One very useful tool we absolutely need to install when building a React application, like a Next.js application for example, is the React Developer Tools.

Available for both Chrome and Firefox, the React Developer Tools are an essential instrument you can use to inspect a React application.

They provide an inspector that reveals the React components tree that builds your page, and for each component you can go and check the props, the state, hooks, and lots more.

Once you have installed the React Developer Tools, you can open the regular browser devtools (in Chrome, it’s right-click in the page, then click Inspect) and you’ll find 2 new panels: Components and Profiler.

If you move the mouse over the components, you’ll see that in the page, the browser will select the parts that are rendered by that component.

If you select any component in the tree, the right panel will show you a reference to the parent component, and the props passed to it:

You can easily navigate by clicking around the component names.
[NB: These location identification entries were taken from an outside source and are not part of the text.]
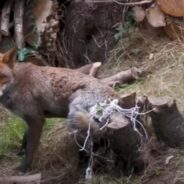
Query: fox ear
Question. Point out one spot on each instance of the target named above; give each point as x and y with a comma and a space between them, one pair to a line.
9, 58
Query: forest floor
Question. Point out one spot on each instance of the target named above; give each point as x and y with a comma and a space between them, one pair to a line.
162, 61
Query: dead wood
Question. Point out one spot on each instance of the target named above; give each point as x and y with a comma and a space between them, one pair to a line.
31, 179
125, 143
90, 69
122, 77
167, 121
18, 20
5, 17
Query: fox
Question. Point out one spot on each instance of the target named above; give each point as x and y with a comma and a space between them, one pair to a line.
37, 92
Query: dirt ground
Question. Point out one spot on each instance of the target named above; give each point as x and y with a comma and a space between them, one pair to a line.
162, 62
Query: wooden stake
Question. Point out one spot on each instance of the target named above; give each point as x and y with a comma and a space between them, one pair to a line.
5, 17
18, 19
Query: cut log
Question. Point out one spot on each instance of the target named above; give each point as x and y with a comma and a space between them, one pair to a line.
18, 20
123, 77
167, 121
125, 143
5, 17
31, 179
172, 7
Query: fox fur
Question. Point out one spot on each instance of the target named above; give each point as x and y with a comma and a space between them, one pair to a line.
35, 92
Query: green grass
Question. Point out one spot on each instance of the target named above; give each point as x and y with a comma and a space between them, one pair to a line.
12, 130
11, 134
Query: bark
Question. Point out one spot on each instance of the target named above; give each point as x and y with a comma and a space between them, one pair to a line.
167, 121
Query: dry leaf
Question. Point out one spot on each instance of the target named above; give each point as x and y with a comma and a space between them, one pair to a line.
138, 13
172, 7
155, 17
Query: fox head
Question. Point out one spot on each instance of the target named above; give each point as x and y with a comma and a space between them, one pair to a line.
7, 62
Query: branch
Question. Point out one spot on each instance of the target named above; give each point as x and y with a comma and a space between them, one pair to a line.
90, 69
123, 77
132, 3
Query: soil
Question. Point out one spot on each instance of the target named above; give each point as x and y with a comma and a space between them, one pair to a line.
89, 31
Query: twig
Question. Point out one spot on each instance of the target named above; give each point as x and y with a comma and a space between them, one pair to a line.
132, 3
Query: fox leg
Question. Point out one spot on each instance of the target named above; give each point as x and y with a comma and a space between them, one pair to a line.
32, 138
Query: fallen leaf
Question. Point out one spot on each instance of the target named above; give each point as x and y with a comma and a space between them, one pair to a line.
155, 17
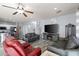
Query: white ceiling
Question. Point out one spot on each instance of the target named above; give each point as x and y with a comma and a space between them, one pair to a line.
41, 11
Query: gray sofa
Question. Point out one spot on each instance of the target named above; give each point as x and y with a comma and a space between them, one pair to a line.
60, 47
31, 37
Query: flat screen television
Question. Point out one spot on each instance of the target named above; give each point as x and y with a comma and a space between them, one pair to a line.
3, 28
53, 28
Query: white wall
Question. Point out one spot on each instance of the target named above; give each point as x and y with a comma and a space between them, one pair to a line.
64, 20
77, 23
39, 27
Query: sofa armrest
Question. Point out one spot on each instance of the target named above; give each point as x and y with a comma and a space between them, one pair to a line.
25, 44
35, 52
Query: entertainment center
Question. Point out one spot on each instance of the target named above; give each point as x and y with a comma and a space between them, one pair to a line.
51, 32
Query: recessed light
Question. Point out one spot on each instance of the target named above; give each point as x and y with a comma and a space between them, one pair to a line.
55, 8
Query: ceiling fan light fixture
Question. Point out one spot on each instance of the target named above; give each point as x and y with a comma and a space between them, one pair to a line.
20, 11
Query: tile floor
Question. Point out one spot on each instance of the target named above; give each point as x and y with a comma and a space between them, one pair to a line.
39, 43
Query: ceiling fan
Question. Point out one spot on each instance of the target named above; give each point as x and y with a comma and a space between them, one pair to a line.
20, 9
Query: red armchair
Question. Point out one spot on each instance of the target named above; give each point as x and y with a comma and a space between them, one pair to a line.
13, 47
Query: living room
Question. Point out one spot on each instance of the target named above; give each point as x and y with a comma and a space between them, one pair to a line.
50, 29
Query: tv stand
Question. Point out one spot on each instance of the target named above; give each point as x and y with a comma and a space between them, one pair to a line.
51, 36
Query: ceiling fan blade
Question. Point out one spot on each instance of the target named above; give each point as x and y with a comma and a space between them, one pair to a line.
29, 11
8, 6
15, 13
24, 14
You can click the eye icon in the Developer Tools toolbar to inspect the DOM element, and also if you use the first icon, the one with the mouse icon (which conveniently sits under the similar regular DevTools icon), you can hover an element in the browser UI to directly select the React component that renders it.

You can use the bug icon to log a component data to the console.

This is pretty awesome because once you have the data printed there, you can right-click any element and press “Store as a global variable”. For example here I did it with the url prop, and I was able to inspect it in the console using the temporary variable assigned to it, temp1:

Using Source Maps, which are loaded by Next.js automatically in development mode, from the Components panel we can click the <> code and the DevTools will switch to the Source panel, showing us the component source code:

The Profiler tab is even more awesome, if possible. It allows us to record an interaction in the app, and see what happens. I cannot show an example yet, because it needs at least 2 components to create an interaction, and we have just one now. I’ll talk about this later.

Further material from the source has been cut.